# Show that a set is not invariant

From my textbook (Nonlinear Oscillations, Dynamical Systems, and Bifurcations of Vector Fields). Consider the following system $$\left( \begin{array}{c} \dot{u} \\ \dot{v} \\ \dot{w} \end{array}\right)= \left( \begin{array}{ccc} 0 & 0 & 0 \\ 0 & -(1+\sigma) & 0 \\ 0 & 0 & -\beta \end{array} \right)\left( \begin{array}{c} u \\ v \\ w \end{array}\right)+ \left( \begin{array}{ccc} -\frac{\sigma}{1+\sigma} (u+\sigma v)w \\ \\ \frac{1}{1+\sigma}(u+\sigma v)w \\ \\ (u+\sigma v)(u-v) \end{array}\right)$$

My textbook says: "u axis is not invariant because the equation for $\dot w$ includes the term $u^2$". It is not clear to me, maybe because I'm not English speaking. But I have made the following reasoning. If $v=w=0$ we have:

$$\left( \begin{array}{c} \dot{u} \\ \dot{v} \\ \dot{w} \end{array}\right)= \left( \begin{array}{c} 0 \\ 0 \\ u^2 \end{array}\right)$$ from which

$$\left( \begin{array}{c} u \\ v \\ w \end{array}\right)= \left( \begin{array}{c} u_0 \\ v_0 \\ u_0^2 t \end{array}\right)$$

If $u_0=1$ and $v_0=0$ then: $(u,v,w)^T=(1,0,t)^T$ that does not belong to the u axis for $t\neq 0$.

What do you think of my proceedings? Is my procedure right?
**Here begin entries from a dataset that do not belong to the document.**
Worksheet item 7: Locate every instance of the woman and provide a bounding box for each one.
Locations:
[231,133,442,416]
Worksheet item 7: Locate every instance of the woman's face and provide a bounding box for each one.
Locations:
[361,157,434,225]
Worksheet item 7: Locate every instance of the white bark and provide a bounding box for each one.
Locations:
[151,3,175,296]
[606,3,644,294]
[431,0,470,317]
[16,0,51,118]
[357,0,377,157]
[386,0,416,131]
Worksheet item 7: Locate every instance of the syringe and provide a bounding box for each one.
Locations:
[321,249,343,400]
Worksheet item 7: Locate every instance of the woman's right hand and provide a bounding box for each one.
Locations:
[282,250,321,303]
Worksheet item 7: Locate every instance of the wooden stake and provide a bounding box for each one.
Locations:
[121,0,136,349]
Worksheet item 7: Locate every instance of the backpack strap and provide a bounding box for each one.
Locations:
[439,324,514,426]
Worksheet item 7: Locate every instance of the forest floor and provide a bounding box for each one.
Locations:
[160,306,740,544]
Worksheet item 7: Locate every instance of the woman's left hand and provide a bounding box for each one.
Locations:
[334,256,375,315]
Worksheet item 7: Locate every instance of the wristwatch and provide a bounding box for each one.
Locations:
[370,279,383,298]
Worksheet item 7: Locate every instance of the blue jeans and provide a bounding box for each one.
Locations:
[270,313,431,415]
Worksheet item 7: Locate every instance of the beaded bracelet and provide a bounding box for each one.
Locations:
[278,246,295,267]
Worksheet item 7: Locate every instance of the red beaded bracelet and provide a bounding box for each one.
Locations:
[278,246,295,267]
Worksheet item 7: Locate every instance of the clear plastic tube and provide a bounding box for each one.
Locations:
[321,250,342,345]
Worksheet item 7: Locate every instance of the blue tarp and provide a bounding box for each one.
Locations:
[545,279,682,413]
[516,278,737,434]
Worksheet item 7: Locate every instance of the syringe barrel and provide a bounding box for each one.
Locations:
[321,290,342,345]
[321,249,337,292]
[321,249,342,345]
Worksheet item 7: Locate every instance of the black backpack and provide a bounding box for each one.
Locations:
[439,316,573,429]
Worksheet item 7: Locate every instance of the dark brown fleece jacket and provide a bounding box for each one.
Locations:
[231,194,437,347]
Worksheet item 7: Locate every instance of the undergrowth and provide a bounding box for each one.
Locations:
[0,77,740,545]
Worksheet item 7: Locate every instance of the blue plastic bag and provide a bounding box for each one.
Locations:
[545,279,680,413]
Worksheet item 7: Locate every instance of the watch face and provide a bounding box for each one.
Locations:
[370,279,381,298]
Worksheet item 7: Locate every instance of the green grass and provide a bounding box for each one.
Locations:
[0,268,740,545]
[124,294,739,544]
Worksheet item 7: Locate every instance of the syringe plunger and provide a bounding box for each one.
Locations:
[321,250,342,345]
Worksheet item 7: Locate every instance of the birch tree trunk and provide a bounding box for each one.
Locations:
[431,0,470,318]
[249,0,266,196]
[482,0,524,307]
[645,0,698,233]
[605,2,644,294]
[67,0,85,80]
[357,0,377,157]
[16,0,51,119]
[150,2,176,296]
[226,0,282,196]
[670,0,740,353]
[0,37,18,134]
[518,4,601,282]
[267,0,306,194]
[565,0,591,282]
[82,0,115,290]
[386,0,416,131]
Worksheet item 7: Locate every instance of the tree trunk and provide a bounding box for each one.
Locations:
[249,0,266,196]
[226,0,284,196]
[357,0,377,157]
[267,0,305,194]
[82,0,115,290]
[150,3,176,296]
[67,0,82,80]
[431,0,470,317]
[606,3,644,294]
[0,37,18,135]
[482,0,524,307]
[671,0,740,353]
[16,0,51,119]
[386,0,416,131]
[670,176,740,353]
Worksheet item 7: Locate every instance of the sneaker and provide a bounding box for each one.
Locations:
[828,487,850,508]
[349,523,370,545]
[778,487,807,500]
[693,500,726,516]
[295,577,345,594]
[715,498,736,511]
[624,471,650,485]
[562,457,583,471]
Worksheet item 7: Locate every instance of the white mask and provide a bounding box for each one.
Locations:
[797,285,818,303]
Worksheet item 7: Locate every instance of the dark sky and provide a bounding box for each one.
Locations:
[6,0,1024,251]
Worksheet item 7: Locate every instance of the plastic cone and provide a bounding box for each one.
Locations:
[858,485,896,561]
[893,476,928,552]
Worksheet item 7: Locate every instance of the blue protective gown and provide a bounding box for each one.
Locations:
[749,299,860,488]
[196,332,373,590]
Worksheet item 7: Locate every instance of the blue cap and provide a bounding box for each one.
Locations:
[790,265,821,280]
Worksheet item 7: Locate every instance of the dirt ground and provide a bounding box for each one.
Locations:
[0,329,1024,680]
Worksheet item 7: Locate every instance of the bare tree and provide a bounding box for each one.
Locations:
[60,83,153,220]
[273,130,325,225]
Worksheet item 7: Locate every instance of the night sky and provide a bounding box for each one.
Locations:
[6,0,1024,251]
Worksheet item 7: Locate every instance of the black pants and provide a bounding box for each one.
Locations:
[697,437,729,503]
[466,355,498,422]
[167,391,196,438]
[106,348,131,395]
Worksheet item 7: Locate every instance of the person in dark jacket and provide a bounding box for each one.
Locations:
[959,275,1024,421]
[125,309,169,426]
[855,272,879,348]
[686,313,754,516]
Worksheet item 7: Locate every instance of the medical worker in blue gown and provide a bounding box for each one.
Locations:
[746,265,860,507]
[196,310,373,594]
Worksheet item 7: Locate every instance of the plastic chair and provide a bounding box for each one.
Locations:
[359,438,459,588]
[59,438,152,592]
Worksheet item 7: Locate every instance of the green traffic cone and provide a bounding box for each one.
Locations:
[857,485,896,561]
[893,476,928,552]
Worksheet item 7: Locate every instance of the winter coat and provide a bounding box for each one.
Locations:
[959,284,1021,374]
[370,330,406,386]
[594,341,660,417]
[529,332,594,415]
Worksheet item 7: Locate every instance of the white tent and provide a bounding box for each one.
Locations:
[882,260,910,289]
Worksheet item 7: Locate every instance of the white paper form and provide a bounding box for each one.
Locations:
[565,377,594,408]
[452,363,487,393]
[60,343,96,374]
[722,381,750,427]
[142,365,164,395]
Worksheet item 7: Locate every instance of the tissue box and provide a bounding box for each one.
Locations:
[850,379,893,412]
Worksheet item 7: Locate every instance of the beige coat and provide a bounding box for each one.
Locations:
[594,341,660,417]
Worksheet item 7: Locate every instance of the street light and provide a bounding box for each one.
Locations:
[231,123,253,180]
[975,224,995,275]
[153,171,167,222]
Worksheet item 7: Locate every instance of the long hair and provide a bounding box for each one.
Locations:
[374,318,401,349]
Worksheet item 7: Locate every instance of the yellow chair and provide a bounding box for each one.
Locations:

I made ​​a mistake?

Thank you very much

-

The step "from which" is not quite right, since once you leave the $u$ axis, the derivative will no longer be as simple as $(0,0,u^2)$.
But on the other hand, you don't need a conclusion that strong; it's enough to note that since the derivative (evaluated on the $u$ axis) is not of the form $(\text{something},0,0)$, you are going to leave the $u$ axis immediately.